A team of researchers has demonstrated a prototype device that uses microwave air plasmas for jet propulsion.
Humans depend on fossil fuels as their primary energy source, especially in transportation. However, fossil fuels are both unsustainable and unsafe, serving as the largest source of greenhouse gas emissions and leading to adverse respiratory effects and devastation due to global warming.
Beyond solid, liquid and gas, plasma is the fourth state of matter, consisting of an aggregate of charged ions. It exists naturally in places like the sun's surface and Earth's lightning, but it can also be generated.
The researchers created a plasma jet by compressing air into high pressures and using a microwave to ionize the pressurized air stream.
This method differs from previous attempts to create plasma jet thrusters in one key way. Other plasma jet thrusters use xenon plasma, which cannot overcome the friction in Earth's atmosphere, and are therefore not powerful enough for use in air transportation.

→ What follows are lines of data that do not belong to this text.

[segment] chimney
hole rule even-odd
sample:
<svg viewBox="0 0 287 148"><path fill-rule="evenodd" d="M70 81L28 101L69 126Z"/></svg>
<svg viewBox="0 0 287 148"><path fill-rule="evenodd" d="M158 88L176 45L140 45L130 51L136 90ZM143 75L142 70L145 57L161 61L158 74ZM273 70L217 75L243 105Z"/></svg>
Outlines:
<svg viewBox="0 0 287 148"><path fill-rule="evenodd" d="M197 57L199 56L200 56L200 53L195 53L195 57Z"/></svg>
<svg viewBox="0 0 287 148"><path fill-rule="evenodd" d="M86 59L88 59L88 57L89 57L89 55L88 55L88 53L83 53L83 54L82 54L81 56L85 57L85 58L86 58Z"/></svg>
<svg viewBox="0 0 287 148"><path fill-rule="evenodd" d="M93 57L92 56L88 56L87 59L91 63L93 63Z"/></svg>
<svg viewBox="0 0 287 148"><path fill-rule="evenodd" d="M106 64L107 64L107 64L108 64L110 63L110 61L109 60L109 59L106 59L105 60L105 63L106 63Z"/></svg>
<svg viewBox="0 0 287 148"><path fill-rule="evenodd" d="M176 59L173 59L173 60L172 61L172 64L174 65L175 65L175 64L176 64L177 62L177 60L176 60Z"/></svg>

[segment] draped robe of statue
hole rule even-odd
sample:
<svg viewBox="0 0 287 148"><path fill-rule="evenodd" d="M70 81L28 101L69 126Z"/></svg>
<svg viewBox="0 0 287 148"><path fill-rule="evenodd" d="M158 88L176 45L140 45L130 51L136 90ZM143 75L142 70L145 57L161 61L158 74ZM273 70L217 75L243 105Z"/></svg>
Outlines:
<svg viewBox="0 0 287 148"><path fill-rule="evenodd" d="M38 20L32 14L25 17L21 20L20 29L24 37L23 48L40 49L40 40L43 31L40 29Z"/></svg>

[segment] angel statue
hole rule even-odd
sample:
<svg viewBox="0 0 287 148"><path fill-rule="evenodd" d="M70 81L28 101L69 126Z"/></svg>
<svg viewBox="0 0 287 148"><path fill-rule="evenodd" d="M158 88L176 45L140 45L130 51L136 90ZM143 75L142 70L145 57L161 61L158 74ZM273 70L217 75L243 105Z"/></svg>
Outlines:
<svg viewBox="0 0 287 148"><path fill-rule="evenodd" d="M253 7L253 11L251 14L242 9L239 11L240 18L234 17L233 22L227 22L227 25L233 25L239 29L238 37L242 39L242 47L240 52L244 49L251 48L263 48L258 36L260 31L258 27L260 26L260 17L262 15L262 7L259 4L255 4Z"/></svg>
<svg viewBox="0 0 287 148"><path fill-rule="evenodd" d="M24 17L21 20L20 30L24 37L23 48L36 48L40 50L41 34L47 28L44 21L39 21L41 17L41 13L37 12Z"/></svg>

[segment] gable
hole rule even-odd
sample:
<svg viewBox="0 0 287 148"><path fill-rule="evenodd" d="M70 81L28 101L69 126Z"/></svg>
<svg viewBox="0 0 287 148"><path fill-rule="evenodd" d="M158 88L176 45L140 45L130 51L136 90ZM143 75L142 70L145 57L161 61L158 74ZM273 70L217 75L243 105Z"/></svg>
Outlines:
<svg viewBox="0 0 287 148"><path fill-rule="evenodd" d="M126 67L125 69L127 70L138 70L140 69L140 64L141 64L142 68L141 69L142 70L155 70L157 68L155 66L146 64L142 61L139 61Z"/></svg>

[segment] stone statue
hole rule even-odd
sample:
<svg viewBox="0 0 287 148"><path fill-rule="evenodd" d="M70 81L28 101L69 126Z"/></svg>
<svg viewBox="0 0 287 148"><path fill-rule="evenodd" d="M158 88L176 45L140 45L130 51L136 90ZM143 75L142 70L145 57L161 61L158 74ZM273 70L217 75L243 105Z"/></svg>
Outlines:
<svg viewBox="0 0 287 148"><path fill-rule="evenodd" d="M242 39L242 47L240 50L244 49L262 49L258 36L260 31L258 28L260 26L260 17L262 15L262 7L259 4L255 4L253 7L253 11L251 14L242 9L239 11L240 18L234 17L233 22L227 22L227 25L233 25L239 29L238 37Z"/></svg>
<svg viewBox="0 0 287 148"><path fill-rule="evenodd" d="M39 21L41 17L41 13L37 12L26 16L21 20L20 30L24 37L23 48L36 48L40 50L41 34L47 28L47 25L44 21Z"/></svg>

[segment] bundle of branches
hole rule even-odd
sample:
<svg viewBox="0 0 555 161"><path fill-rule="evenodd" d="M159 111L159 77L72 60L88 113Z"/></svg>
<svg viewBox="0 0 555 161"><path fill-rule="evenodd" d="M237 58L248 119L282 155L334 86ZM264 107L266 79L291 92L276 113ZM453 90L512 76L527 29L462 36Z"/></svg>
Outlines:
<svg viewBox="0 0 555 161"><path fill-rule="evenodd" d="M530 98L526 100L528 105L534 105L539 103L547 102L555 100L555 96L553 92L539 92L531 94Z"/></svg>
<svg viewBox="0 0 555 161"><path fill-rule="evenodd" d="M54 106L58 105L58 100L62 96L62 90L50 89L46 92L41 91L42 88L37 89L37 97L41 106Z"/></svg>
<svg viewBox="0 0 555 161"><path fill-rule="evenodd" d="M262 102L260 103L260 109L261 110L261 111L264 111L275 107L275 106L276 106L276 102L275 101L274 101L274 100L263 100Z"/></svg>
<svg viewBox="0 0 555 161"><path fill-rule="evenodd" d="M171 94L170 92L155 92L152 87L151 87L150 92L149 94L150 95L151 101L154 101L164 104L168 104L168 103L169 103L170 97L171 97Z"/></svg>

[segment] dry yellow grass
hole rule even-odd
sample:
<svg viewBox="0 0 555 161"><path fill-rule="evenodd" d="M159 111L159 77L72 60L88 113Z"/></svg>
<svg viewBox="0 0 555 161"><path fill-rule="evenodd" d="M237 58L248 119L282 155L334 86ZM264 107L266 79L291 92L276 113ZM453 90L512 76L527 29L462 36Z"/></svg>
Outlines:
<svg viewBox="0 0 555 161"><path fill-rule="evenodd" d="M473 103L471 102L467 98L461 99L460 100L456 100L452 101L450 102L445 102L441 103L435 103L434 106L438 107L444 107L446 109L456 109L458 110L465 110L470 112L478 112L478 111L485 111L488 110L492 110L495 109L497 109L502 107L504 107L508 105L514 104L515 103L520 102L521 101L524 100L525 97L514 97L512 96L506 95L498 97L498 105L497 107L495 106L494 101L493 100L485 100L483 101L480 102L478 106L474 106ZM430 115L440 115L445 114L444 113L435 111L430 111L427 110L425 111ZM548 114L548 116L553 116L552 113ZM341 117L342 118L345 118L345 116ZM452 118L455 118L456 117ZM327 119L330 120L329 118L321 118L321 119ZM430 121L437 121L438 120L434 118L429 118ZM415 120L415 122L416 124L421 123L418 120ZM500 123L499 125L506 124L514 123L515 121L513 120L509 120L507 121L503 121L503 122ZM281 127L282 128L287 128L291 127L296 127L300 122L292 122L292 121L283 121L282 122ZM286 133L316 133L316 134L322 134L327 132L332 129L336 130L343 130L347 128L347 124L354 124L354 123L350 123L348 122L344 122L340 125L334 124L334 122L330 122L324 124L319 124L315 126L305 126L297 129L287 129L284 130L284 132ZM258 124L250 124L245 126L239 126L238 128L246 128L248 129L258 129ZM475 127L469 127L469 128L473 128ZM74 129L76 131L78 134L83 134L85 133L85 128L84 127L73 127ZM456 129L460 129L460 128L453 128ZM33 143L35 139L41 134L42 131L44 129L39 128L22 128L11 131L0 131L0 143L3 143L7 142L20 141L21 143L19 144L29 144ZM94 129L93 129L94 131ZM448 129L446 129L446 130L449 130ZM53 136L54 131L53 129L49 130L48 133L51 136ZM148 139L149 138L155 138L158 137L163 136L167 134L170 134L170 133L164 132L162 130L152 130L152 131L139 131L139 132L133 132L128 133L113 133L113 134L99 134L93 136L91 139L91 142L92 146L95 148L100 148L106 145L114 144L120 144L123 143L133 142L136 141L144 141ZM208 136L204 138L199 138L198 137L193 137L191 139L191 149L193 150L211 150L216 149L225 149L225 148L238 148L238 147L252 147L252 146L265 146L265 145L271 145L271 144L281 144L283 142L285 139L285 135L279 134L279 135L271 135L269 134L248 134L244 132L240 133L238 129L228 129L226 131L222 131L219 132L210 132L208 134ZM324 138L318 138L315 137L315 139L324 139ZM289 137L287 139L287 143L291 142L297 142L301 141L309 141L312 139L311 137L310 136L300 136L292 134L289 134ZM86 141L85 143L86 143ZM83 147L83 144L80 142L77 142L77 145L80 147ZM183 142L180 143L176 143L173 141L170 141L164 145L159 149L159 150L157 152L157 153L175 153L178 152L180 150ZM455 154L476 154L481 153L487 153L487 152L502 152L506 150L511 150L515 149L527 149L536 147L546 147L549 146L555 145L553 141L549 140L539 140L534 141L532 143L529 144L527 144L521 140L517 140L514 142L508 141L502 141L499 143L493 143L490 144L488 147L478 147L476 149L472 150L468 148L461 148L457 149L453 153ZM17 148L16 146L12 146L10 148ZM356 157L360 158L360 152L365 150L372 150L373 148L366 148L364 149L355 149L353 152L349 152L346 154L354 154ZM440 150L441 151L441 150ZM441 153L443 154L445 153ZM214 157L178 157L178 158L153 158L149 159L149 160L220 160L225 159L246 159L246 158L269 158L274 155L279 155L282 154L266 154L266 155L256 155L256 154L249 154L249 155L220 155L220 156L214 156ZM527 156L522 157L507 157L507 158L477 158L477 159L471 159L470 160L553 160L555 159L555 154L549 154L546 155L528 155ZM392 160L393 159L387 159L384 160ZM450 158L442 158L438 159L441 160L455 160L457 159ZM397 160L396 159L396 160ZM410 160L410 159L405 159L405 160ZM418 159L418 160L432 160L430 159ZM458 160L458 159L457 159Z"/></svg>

Instead, the authors' plasma jet thruster generates the high-temperature, high-pressure plasma in situ using only injected air and electricity.
The prototype plasma jet device can lift a 1-kilogram steel ball over a 24-millimeter diameter quartz tube, where the high-pressure air is converted into a plasma jet by passing through a microwave ionization chamber.
By building a large array of these thrusters with high-power microwave sources, the prototype design can be scaled up to a full-sized jet. The authors are working on improving the efficiency of the device toward this goal.